Il testo si apre infatti con una Voce che dichiara: “Lascio la terra dell'ulivo, / la grande casa che accolse le mie pene / lo spazio che mi fu uomo, compagno e destino: / (…) / Mi riprendo il mare e il tempo” (p. 33).
Ulisse deve dunque fare i conti con questa assenza, lui che dice di sé: “io tuo burattino aprivo golfi come le tue cosce / ammaravo nelle insenature del tuo petto // col ventre a favore approdavo dentro le case / ho sfondato porte che credevo tue” (p. 37); “mai avrei potuto sentirti più vicina / come sfiorando la pelle del mare” (p. 39); “e scusa, scusa ma non potevo sapere che / tessere non era atto, ma elenco di cocci / chiamata a raccolta delle sparizioni” (p. 43); “lasciando a casa – da te – le parti – di me – inamovibili: / il talamo figlio di quell'ulivo / (…) / l'amore che ho appeso a quell'ulivo / perché divenisse – lui almeno – immortale” (p. 45); “così non ho più gambe per andare / sono albero solo io, adesso, storto / eppure ho scelto ancora la tua terra” (p. 51).
Il monologo di Odisseo si chiude con questi versi carichi di pathos in cui i ruoli sembrano essersi defintivamente invertiti: “ma io aspetto qui la tua assenza / aspetto su questo sradicato ulivo la tua essenza / dove le ansie che ti davano il fianco hanno disegnato la / posizione del mio contorno, del mio ritorno” (p. 53).
Eppure la Voce in chiusura lascia il tutto sospeso in un'aura virtuale, calandoci implicitamente nel liquidità esistenziale del nostro XXI secolo dove tutti i ruoli risultano possibili o sfuocati, e si dubita pure del dubbio (che ha una sua utilità scientifico-pedagogica) preferendo a volte una patina omolgante alla fatica di mettersi in viaggio dentro e fuori di sé (certo esistono anche oggi uomini e donne che sanno mettersi in mare aperto, rischiare e varare Colonne d'Ercoe, ma per lo più i Nessuno di oggi navigano un oceano certo immenso e non privo di pericoli ma che è di fatto una rete, una grata): “non posso dirti se la gravità sia una forza o l'isolamento / o se quest'isola mente che siamo mai esistiti” (p. 55).

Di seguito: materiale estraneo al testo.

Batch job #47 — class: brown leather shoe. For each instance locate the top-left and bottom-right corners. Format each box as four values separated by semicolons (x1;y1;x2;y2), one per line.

Del resto la nota finale di Simone di Biasio ci avvisa che lo “sciogliersi delle ginocchia” di Penelope quando riconosce il marito tornato dopo 20 anni nella sua Itaca è locuzione ambigua: «in greco quel verbo significa anche “uccidere il guerriero in battaglia”. Lei vuole uccidere lui? lo vuole sfregiare con l'acido in corpo accumulato per le pene subite? No, si fermi la fantasia. (…) [È partita] Torna, forse: ora tocca a noi, Ulisse smarriti, attenderla: tendere a lei, tendere a lei orecchie e un filo per trovare la rotta via» (p. 58).